O serviço de interruptibilidade foi estabelecido por portaria em 2010, para gerir a procura no sistema elétrico. Com este serviço é garantido que, em caso de escassez de oferta de eletricidade, um conjunto de consumidores industriais de muito alta, alta e média tensão reduzem o consumo para retirar carga da rede.

Segundo a Entidade Reguladora dos Serviços Energéticos (ERSE), “desde que foi criado o atual regime de interruptibilidade [em 2010], não houve registo de qualquer ordem de redução emitida pelo gestor do sistema e, sem prejuízo deste facto, entre 2011 e 2015, o seu custo aumentou 100%, de cerca de 56 milhões de euros em 2011 para cerca de 110 milhões de euros em 2015”.

Em 2015, foram pagos 113 milhões de euros a 52 grandes empresas.

Serviço “largamente sobredimensionado”

Na pergunta ao ministro da Economia, o deputado Jorge Costa do Bloco de Esquerda refere: “Este serviço parece largamente sobredimensionado, visto que a segurança do abastecimento está assegurada pela capacidade eletro-produtora excedentária e pela disponibilidade do lado da oferta (contratos de garantia de potência, CAEs e CMECs) também esta largamente excedentária”.

Desde que foi criado o sistema de interruptibilidade, nunca houve qualquer interrupção dos grandes consumidores industriais e, no entanto, o número de empresas remuneradas por estes contratos foi sempre aumentando.

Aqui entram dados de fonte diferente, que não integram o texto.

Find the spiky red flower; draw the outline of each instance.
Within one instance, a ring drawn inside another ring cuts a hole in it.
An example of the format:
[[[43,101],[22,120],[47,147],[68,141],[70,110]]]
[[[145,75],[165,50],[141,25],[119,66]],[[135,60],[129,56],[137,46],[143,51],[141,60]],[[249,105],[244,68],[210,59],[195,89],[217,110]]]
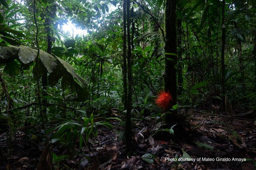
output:
[[[155,103],[159,107],[166,110],[170,105],[170,101],[172,100],[172,96],[169,92],[161,91],[157,95]]]

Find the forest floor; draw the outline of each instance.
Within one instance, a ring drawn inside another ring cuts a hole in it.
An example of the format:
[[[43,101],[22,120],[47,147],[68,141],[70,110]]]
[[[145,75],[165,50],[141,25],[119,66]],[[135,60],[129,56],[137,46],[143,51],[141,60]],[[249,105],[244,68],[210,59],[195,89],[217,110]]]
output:
[[[74,151],[73,153],[76,153],[74,156],[65,158],[56,167],[59,167],[57,169],[79,170],[254,170],[256,167],[256,125],[254,124],[253,119],[248,118],[255,113],[253,111],[237,111],[242,113],[238,119],[230,118],[237,118],[237,113],[235,116],[221,114],[217,111],[189,111],[188,119],[191,129],[196,132],[178,141],[175,138],[164,140],[159,135],[152,137],[161,122],[157,123],[155,119],[151,116],[147,116],[142,120],[135,119],[133,121],[136,127],[133,129],[135,150],[129,153],[129,157],[126,156],[122,140],[124,130],[120,122],[113,120],[110,121],[114,125],[113,129],[99,127],[97,138],[89,141],[87,146],[90,148],[90,154],[86,147],[83,147],[81,151],[78,146]],[[113,110],[112,114],[114,116],[121,115],[118,111]],[[37,127],[40,131],[40,128]],[[175,133],[179,132],[174,129],[175,137]],[[38,142],[39,140],[33,139],[35,138],[34,135],[26,135],[24,129],[18,131],[13,136],[12,169],[31,170],[36,167],[44,146]],[[6,168],[2,157],[9,148],[7,141],[6,133],[0,135],[0,145],[3,154],[0,155],[0,169]],[[57,155],[68,154],[66,150],[60,149],[59,144],[57,143],[53,144],[53,152]],[[155,157],[144,156],[143,158],[143,155],[146,154],[150,154],[148,156],[155,155]],[[196,161],[166,160],[166,158],[175,158],[176,155],[178,158],[191,157]],[[196,158],[200,158],[200,161],[196,161]],[[202,160],[203,158],[214,158],[215,161]],[[231,160],[218,161],[217,158],[229,158]],[[233,158],[252,160],[232,161]],[[5,165],[7,164],[5,162]]]

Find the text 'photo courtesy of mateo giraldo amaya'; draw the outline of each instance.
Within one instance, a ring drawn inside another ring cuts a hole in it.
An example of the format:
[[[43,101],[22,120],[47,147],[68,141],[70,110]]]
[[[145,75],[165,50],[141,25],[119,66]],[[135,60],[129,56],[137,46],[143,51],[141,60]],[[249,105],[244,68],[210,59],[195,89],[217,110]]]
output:
[[[230,162],[238,161],[242,162],[246,161],[245,158],[165,158],[165,161],[167,162]]]

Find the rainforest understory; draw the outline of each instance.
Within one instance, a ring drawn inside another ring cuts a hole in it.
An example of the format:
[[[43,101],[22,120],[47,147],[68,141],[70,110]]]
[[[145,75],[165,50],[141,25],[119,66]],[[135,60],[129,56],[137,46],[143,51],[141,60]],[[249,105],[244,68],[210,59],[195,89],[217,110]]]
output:
[[[0,169],[255,170],[256,1],[0,0]]]

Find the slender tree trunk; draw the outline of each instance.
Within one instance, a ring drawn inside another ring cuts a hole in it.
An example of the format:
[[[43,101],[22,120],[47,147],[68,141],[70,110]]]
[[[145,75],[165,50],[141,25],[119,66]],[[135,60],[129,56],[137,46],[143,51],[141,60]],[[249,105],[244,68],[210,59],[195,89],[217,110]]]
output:
[[[241,70],[241,76],[240,77],[240,83],[242,85],[242,92],[244,93],[245,90],[245,87],[244,85],[244,72],[243,68],[244,67],[242,57],[242,43],[240,39],[238,39],[237,44],[238,50],[238,58],[239,62],[239,70]]]
[[[166,42],[165,46],[165,90],[172,96],[170,101],[170,107],[176,103],[177,80],[176,70],[175,66],[177,63],[176,46],[176,0],[166,0],[165,12],[165,36]]]
[[[127,95],[127,108],[125,122],[125,137],[126,145],[128,150],[132,147],[132,123],[131,115],[132,110],[132,50],[130,33],[130,0],[127,0],[126,13],[127,29],[127,65],[128,68],[128,94]]]
[[[221,46],[221,88],[222,94],[222,110],[223,111],[226,111],[226,97],[225,94],[225,44],[226,42],[226,27],[225,24],[225,0],[222,0],[222,16],[221,21],[222,28],[222,41]]]
[[[126,1],[123,0],[123,24],[124,27],[124,35],[123,37],[123,81],[124,82],[124,110],[127,108],[127,67],[126,64]]]
[[[181,61],[181,54],[182,54],[182,29],[181,24],[182,22],[180,19],[177,20],[177,29],[178,29],[178,36],[177,36],[177,44],[178,45],[178,60]],[[178,63],[178,95],[181,94],[183,89],[182,84],[183,78],[182,77],[182,67],[181,62]]]
[[[256,27],[256,25],[255,25]],[[252,52],[252,54],[254,56],[254,66],[255,70],[254,71],[254,90],[256,91],[256,29],[254,32],[254,49]]]

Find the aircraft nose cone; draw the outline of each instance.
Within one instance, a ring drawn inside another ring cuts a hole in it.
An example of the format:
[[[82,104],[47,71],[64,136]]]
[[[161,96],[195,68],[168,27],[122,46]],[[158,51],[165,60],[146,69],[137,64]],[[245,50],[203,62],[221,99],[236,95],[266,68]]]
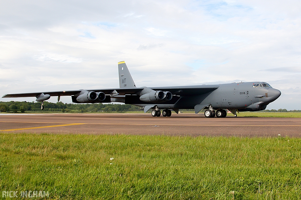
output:
[[[269,88],[268,90],[268,96],[269,97],[272,97],[275,99],[279,97],[281,94],[281,92],[275,88]]]

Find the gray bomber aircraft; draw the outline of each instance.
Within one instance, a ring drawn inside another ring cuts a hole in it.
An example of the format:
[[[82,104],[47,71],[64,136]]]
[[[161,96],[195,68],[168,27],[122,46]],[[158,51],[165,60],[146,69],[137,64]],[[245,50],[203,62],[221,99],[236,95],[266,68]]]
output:
[[[35,97],[43,101],[51,96],[71,96],[77,103],[118,102],[144,107],[144,112],[152,109],[152,115],[169,117],[171,110],[194,109],[195,113],[206,109],[206,118],[225,117],[228,109],[235,117],[237,112],[264,110],[280,96],[279,90],[267,83],[249,82],[213,85],[137,88],[124,61],[118,63],[119,88],[5,94],[2,98]]]

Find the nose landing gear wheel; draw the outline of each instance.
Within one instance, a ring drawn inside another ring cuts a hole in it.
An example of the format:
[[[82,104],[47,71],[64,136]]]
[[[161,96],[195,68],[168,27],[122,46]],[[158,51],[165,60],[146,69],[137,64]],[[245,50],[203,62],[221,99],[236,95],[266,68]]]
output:
[[[151,116],[153,117],[156,117],[157,115],[157,112],[156,110],[153,110],[151,111]]]
[[[205,115],[205,117],[207,118],[209,118],[211,117],[212,115],[212,112],[210,110],[207,109],[205,111],[204,114]]]

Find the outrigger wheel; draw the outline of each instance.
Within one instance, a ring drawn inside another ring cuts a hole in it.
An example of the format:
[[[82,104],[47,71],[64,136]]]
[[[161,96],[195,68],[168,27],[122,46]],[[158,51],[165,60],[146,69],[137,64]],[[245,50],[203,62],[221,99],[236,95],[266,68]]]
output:
[[[211,116],[212,116],[212,112],[210,110],[207,109],[205,111],[204,114],[205,115],[205,117],[207,118],[209,118],[211,117]]]
[[[151,116],[153,117],[156,117],[157,115],[157,112],[156,110],[154,109],[151,111]]]
[[[222,117],[224,116],[224,112],[222,109],[219,109],[216,111],[216,117]]]
[[[171,116],[171,111],[170,110],[167,110],[167,111],[168,111],[168,114],[167,114],[167,117],[170,117]]]
[[[157,117],[160,117],[160,115],[161,115],[161,111],[160,110],[157,111],[157,113],[156,114],[156,116]]]
[[[163,117],[167,117],[168,113],[168,111],[166,109],[164,109],[162,111],[162,115]]]

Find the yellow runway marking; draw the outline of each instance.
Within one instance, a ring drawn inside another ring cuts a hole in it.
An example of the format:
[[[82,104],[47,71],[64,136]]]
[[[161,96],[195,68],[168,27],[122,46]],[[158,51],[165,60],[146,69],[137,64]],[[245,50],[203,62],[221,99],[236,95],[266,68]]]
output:
[[[0,122],[15,122],[19,123],[40,123],[45,124],[65,124],[66,125],[54,125],[54,126],[47,126],[46,127],[54,127],[57,126],[70,126],[70,125],[75,125],[78,124],[96,124],[100,125],[141,125],[143,126],[154,126],[156,125],[157,126],[229,126],[229,127],[301,127],[301,125],[231,125],[231,124],[119,124],[119,123],[75,123],[70,124],[67,122],[28,122],[28,121],[0,121]],[[28,129],[32,129],[33,128],[26,128]],[[20,130],[23,130],[24,129]],[[11,129],[11,130],[17,130],[14,129]],[[5,130],[0,130],[2,131],[6,131]]]
[[[73,125],[80,125],[84,124],[69,124],[60,125],[52,125],[52,126],[46,126],[43,127],[29,127],[29,128],[15,128],[13,129],[6,129],[6,130],[0,130],[1,131],[12,131],[15,130],[29,130],[29,129],[35,129],[38,128],[52,128],[52,127],[59,127],[66,126],[73,126]]]

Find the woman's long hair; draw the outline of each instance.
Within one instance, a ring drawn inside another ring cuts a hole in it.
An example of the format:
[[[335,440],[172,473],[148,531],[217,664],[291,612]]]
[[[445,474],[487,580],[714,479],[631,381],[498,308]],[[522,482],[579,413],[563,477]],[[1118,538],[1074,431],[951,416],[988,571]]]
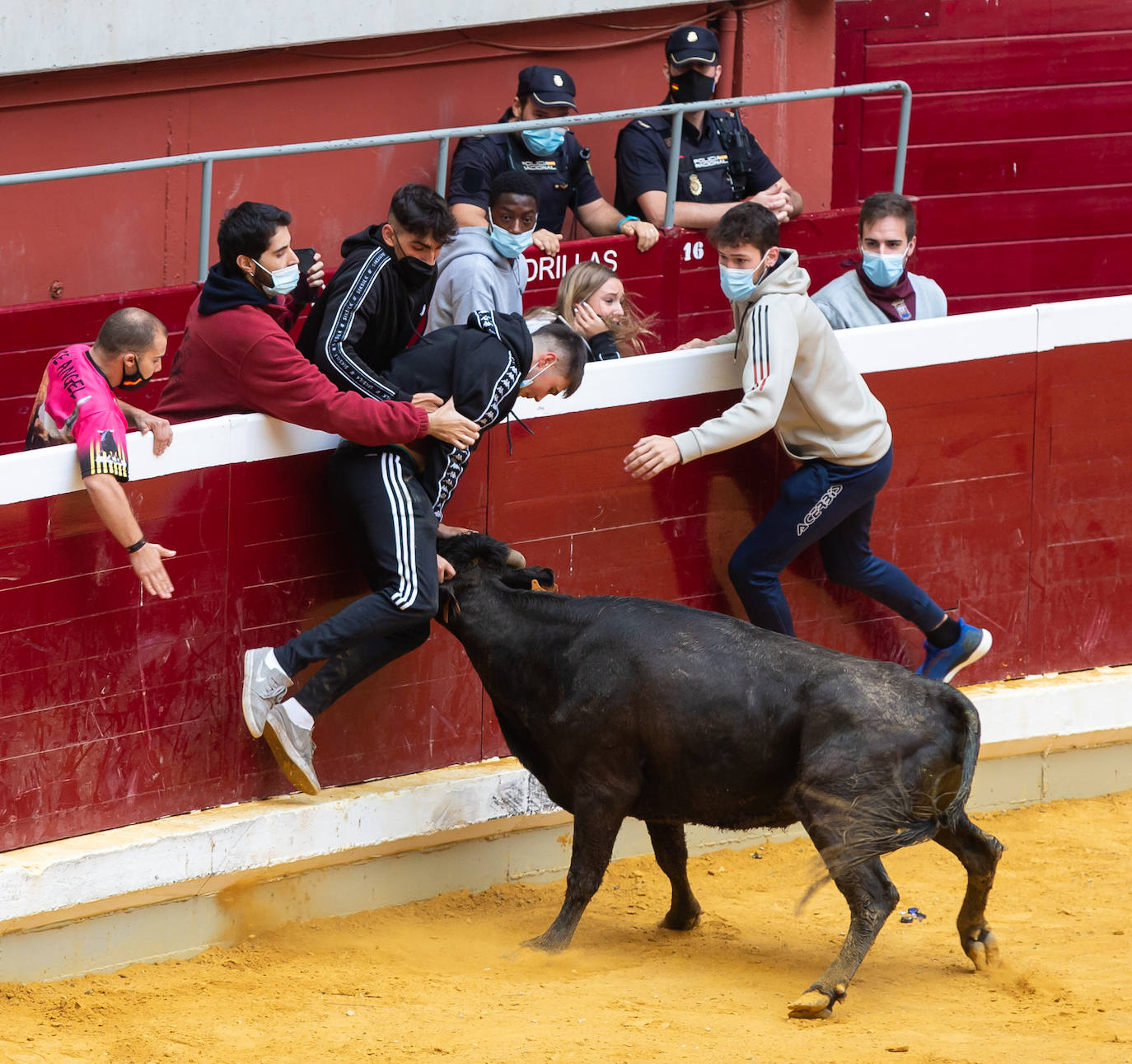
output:
[[[558,299],[554,307],[534,307],[525,316],[535,318],[558,315],[571,328],[574,328],[574,307],[585,302],[598,289],[614,277],[617,277],[617,273],[602,263],[575,263],[563,275],[558,285]],[[655,340],[657,337],[657,332],[652,327],[657,316],[653,314],[642,315],[628,292],[621,297],[621,309],[625,311],[625,316],[619,321],[607,323],[614,334],[617,350],[623,358],[631,354],[644,354],[644,338],[651,336]]]

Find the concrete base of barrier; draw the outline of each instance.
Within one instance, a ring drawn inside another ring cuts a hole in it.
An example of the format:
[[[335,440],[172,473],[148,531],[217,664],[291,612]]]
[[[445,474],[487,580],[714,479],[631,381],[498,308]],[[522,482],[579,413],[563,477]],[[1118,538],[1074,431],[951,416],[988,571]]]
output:
[[[966,693],[986,738],[997,737],[984,744],[970,809],[1132,788],[1132,668]],[[1043,733],[1069,710],[1077,730]],[[688,848],[758,846],[799,831],[694,826]],[[111,971],[289,920],[555,879],[571,840],[569,815],[508,758],[31,847],[0,855],[0,981]],[[644,825],[627,822],[615,858],[650,849]]]

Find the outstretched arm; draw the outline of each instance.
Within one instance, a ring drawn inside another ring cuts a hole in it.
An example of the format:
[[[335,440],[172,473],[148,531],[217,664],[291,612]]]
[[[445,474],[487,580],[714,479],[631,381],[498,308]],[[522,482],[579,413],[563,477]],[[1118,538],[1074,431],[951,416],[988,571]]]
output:
[[[110,473],[92,473],[83,478],[83,487],[91,497],[95,512],[110,534],[122,547],[135,543],[143,546],[129,555],[130,565],[142,581],[142,586],[158,599],[169,599],[173,594],[173,582],[169,578],[163,564],[164,558],[172,558],[177,551],[169,550],[160,543],[147,543],[138,526],[130,500],[126,498],[122,486]]]

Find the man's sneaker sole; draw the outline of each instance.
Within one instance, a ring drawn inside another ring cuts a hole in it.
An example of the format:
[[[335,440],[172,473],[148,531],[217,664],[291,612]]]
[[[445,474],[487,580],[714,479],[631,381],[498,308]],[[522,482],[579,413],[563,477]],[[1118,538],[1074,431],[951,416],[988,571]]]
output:
[[[288,740],[286,733],[276,731],[275,726],[268,719],[264,726],[264,738],[272,748],[275,760],[278,762],[283,774],[291,781],[293,787],[298,787],[305,795],[318,795],[323,788],[315,775],[314,770],[307,771],[302,763],[302,755]]]
[[[947,673],[947,675],[946,675],[946,676],[945,676],[945,677],[943,678],[943,681],[944,681],[945,684],[950,684],[950,683],[951,683],[951,678],[952,678],[952,677],[953,677],[953,676],[954,676],[954,675],[955,675],[957,672],[959,672],[959,671],[960,671],[960,669],[966,669],[966,668],[967,668],[967,667],[968,667],[969,664],[975,664],[975,662],[976,662],[976,661],[978,661],[978,660],[979,660],[979,658],[983,658],[983,657],[985,657],[985,655],[986,655],[986,653],[987,653],[987,651],[988,651],[988,650],[990,650],[990,644],[992,644],[993,642],[994,642],[994,640],[993,640],[993,638],[990,637],[990,633],[989,633],[989,632],[988,632],[988,630],[987,630],[986,628],[984,628],[984,629],[983,629],[983,638],[980,638],[980,640],[979,640],[979,645],[978,645],[978,646],[976,646],[974,651],[971,651],[971,653],[970,653],[970,655],[969,655],[969,657],[967,657],[967,658],[964,658],[964,659],[963,659],[962,661],[960,661],[960,662],[959,662],[959,664],[957,664],[957,666],[955,666],[955,667],[954,667],[954,668],[953,668],[953,669],[952,669],[952,670],[951,670],[951,671],[950,671],[950,672],[949,672],[949,673]]]

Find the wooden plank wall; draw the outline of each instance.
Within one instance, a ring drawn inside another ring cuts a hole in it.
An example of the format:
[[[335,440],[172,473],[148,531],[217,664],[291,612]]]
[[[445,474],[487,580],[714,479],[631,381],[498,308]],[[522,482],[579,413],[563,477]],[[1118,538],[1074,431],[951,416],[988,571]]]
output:
[[[1121,341],[871,375],[897,440],[875,544],[994,633],[964,680],[1132,660],[1130,366]],[[735,613],[727,559],[788,471],[773,441],[649,484],[621,471],[640,436],[732,398],[535,419],[532,436],[513,432],[513,453],[492,431],[447,516],[517,543],[568,593]],[[82,492],[0,507],[0,849],[286,789],[243,727],[240,663],[246,647],[363,591],[326,496],[327,457],[130,484],[146,530],[179,550],[168,602],[142,601]],[[918,664],[919,634],[831,585],[816,552],[784,585],[800,636]],[[463,652],[439,630],[342,700],[317,741],[327,786],[504,752]]]
[[[912,88],[912,268],[952,312],[1132,291],[1132,5],[838,0],[837,81]],[[899,97],[834,110],[833,206],[890,189]]]

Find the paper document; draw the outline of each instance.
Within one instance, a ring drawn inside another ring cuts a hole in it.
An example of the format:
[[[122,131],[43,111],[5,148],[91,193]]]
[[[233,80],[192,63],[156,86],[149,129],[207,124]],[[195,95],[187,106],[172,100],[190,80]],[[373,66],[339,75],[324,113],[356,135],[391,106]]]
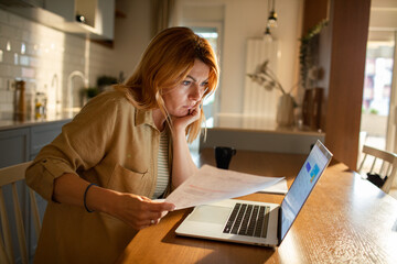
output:
[[[277,184],[266,187],[265,189],[261,189],[258,193],[285,195],[288,193],[287,179],[283,178]]]
[[[204,165],[165,199],[175,210],[249,195],[272,186],[283,177],[261,177]]]

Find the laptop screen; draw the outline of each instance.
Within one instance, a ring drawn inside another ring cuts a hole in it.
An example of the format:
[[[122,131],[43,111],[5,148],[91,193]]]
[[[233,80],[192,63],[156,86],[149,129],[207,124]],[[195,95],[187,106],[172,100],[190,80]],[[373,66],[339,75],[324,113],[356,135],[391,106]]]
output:
[[[315,183],[330,163],[331,157],[332,154],[318,141],[281,202],[280,241],[283,240],[291,228]]]

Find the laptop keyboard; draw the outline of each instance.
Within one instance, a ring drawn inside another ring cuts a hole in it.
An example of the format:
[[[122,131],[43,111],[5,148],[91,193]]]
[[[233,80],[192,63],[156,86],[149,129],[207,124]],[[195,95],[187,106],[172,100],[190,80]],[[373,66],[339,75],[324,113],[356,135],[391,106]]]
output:
[[[227,219],[224,233],[266,238],[270,207],[236,204]]]

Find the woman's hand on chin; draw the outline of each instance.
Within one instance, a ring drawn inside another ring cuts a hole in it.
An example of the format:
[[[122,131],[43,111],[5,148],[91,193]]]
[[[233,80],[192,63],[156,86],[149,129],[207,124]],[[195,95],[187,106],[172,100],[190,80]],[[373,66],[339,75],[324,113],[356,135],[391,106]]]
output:
[[[202,111],[201,103],[202,103],[201,101],[197,102],[196,106],[192,108],[184,117],[172,117],[172,124],[174,132],[185,133],[187,125],[200,119],[200,114]]]

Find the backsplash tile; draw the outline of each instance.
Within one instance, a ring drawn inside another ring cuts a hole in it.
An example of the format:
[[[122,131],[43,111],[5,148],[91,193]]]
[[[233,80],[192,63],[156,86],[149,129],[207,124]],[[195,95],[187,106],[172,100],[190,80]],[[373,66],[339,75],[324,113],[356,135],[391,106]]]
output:
[[[47,95],[49,110],[56,108],[57,99],[66,107],[68,85],[73,88],[73,107],[81,107],[79,89],[85,82],[75,77],[71,85],[68,76],[78,70],[88,79],[89,86],[95,86],[100,75],[117,77],[112,53],[83,36],[0,10],[0,112],[13,110],[14,88],[10,82],[20,79],[26,82],[30,111],[33,111],[35,92]]]

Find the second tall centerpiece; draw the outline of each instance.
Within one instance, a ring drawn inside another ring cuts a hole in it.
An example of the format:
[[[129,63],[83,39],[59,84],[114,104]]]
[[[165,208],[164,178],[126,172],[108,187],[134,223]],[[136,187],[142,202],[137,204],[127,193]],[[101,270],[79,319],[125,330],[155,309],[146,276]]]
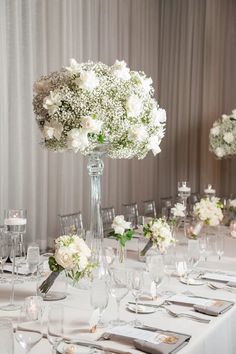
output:
[[[124,61],[77,63],[34,84],[33,106],[42,132],[42,145],[53,151],[88,155],[91,177],[91,223],[101,240],[102,156],[143,159],[158,154],[166,112],[153,98],[152,79],[130,70]]]

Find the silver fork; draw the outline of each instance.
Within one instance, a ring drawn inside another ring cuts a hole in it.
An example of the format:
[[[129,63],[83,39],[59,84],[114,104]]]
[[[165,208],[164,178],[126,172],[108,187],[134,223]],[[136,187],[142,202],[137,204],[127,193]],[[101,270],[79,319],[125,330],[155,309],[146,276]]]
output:
[[[207,283],[207,286],[209,286],[209,288],[211,288],[212,290],[226,290],[231,293],[236,293],[236,289],[231,288],[230,286],[227,286],[227,285],[218,286],[213,283]]]
[[[172,317],[176,317],[176,318],[186,317],[186,318],[189,318],[189,319],[191,319],[193,321],[197,321],[197,322],[201,322],[201,323],[209,323],[211,321],[211,320],[207,320],[205,318],[194,316],[194,315],[191,315],[191,314],[188,314],[188,313],[176,313],[176,312],[168,309],[165,306],[162,306],[162,308],[164,308],[166,310],[166,312]]]

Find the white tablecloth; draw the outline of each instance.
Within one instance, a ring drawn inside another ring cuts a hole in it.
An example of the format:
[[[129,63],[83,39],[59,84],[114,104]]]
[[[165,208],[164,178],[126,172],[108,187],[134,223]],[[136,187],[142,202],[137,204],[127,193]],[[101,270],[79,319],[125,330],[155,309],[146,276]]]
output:
[[[232,244],[236,246],[236,240],[228,239],[231,243],[230,249],[232,249]],[[107,242],[107,241],[106,241]],[[109,241],[110,242],[110,241]],[[109,243],[108,242],[108,243]],[[136,240],[132,242],[137,242]],[[135,245],[133,245],[135,247]],[[236,248],[234,248],[236,249]],[[134,252],[131,252],[131,257],[134,256]],[[133,257],[134,258],[134,257]],[[127,262],[128,267],[143,267],[144,264],[137,262],[135,260],[129,260]],[[210,262],[203,262],[200,264],[201,267],[211,268],[211,269],[222,269],[231,272],[236,272],[236,259],[228,257],[226,254],[222,261],[217,261],[216,258],[212,259]],[[175,277],[171,278],[169,288],[176,292],[181,293],[184,291],[191,291],[196,295],[219,298],[225,300],[236,301],[236,294],[226,292],[224,290],[211,290],[207,285],[202,286],[187,286],[179,282]],[[35,294],[35,283],[26,282],[24,284],[16,285],[16,301],[21,302],[25,296]],[[88,333],[87,328],[77,328],[76,322],[81,317],[85,316],[86,312],[91,313],[89,291],[81,290],[69,287],[68,296],[65,300],[60,301],[60,304],[65,305],[65,310],[68,309],[68,317],[71,320],[71,328],[66,328],[65,334],[71,335],[71,330],[73,331],[74,338],[97,338],[103,331],[99,330],[95,334]],[[5,304],[8,302],[10,293],[10,286],[0,284],[0,303]],[[133,300],[132,296],[129,294],[122,301],[121,317],[126,321],[131,321],[134,319],[134,314],[128,312],[125,308],[127,301]],[[59,302],[58,302],[59,303]],[[46,303],[50,305],[50,303]],[[67,307],[68,306],[68,307]],[[175,309],[179,309],[179,306],[173,306]],[[72,309],[72,310],[71,310]],[[193,311],[189,308],[184,308],[184,311]],[[72,315],[70,315],[72,314]],[[194,313],[196,314],[196,313]],[[0,316],[12,316],[15,318],[17,313],[0,311]],[[116,305],[114,299],[111,297],[107,310],[104,313],[104,321],[109,321],[114,319],[116,316]],[[198,316],[203,318],[209,318],[209,316],[198,314]],[[146,325],[159,327],[166,330],[173,330],[178,332],[183,332],[192,335],[189,344],[179,351],[180,354],[235,354],[236,353],[236,306],[231,310],[226,312],[219,317],[210,317],[211,322],[209,324],[202,324],[194,322],[184,318],[172,318],[164,311],[157,311],[149,315],[139,315],[139,319]],[[74,324],[72,322],[74,321]],[[69,333],[70,332],[70,333]],[[122,346],[121,346],[122,348]],[[0,351],[1,352],[1,351]],[[131,349],[132,354],[141,353],[135,349]],[[2,353],[2,352],[1,352]],[[16,343],[15,354],[22,354],[23,350]],[[42,339],[33,349],[32,354],[49,354],[51,353],[51,347],[46,339]]]

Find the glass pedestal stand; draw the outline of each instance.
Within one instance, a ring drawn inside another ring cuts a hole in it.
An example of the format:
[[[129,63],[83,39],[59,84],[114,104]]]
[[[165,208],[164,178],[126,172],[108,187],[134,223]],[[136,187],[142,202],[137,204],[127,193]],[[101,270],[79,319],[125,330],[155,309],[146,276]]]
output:
[[[4,311],[16,311],[21,308],[20,305],[14,304],[15,300],[15,263],[16,263],[16,242],[18,241],[19,234],[11,233],[12,241],[12,276],[11,276],[11,295],[10,303],[1,307]]]

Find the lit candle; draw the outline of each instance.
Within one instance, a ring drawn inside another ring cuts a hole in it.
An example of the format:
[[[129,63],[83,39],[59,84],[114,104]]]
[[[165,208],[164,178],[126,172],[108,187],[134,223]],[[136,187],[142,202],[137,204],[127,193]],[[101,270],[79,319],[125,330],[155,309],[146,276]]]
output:
[[[208,184],[207,188],[204,190],[205,194],[215,194],[215,189],[212,188],[211,184]]]
[[[4,220],[4,224],[8,226],[18,226],[18,225],[26,225],[25,218],[8,218]]]

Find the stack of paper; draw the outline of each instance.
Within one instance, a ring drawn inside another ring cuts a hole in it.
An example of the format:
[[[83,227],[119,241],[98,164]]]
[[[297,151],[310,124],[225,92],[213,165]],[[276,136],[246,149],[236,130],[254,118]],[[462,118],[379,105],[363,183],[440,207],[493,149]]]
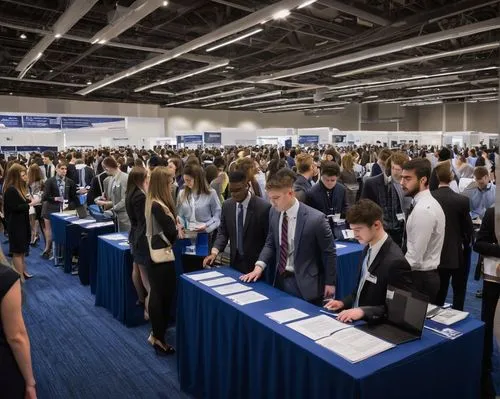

“A mais flagrante demonstração de que estamos perante um mecanismo sobredimensionado é a circunstância de muitas das unidades que beneficiam desta remuneração mensal não oferecerem uma disponibilidade real, uma vez que são produtores em cogeração, auto-suficientes em energia, e portanto não estão a consumir energia da rede, mas antes a injetar energia na rede. A interrupção do seu consumo é, portanto, irrelevante para a rede e para a segurança do abastecimento”, aponta Jorge Costa.

O deputado cita o caso do setor da pasta de papel, que “está na origem de grande parte da energia produzida em cogeração em Portugal” e, contudo, tem 10 empresas a serem remuneradas pelo serviço de interruptibilidade, que receberão 20 milhões de euros em 2016.

“Esta perversão só é explicável por erros ou omissões nos testes regulares de interrupção legalmente previstos”, realça o deputado, que considera as unidades da Siderurgia Nacional um “caso aparte” por representarem 2,4% da energia consumida anualmente em Portugal e aponta que “o serviço de interruptibilidade prestado pela Siderurgia Nacional pode já ser suficiente para responder às necessidades de segurança do sistema”.

O deputado pergunta ao ministro “com base em que estudos é hoje estabelecido o nível de potência variável necessário para assegurar a segurança do abastecimento de eletricidade” e se “existe algum dispositivo de fiscalização do serviço de interruptibilidade que impeça a remuneração de unidades industriais que, sendo produtoras em cogeração e autossuficientes em eletricidade, não constituem carga sobre a rede”.

Jorge Costa pergunta ainda se o Governo tem “informação acerca da efetiva aplicação do regime de testes regulares ao serviço de interruptibilidade” e se “para garantir a necessidade de segurança do sistema, seria suficiente um serviço de interruptibilidade limitado a unidades consumidoras de eletricidade em muito alta tensão, com potências médias anuais superiores a 50 MW, e abastecidas através da rede eléctrica nacional”.

Cortar rendas excessivas no serviço de interruptibilidade permitirá reduzir fatura da luz

O jornal “Expresso” deste sábado, 9 de julho de 2016, noticia que existe acordo para limitar o serviço de interruptibilidade, no grupo de trabalho estabelecido entre o PS e o Bloco de Esquerda para reduzir os custos da energia em Portugal.

Com este acordo seria possível poupar nesse serviço cerca de 100 milhões de euros e, dessa forma, baixar a fatura da luz das famílias até cinco euros por ano, a partir de 2017.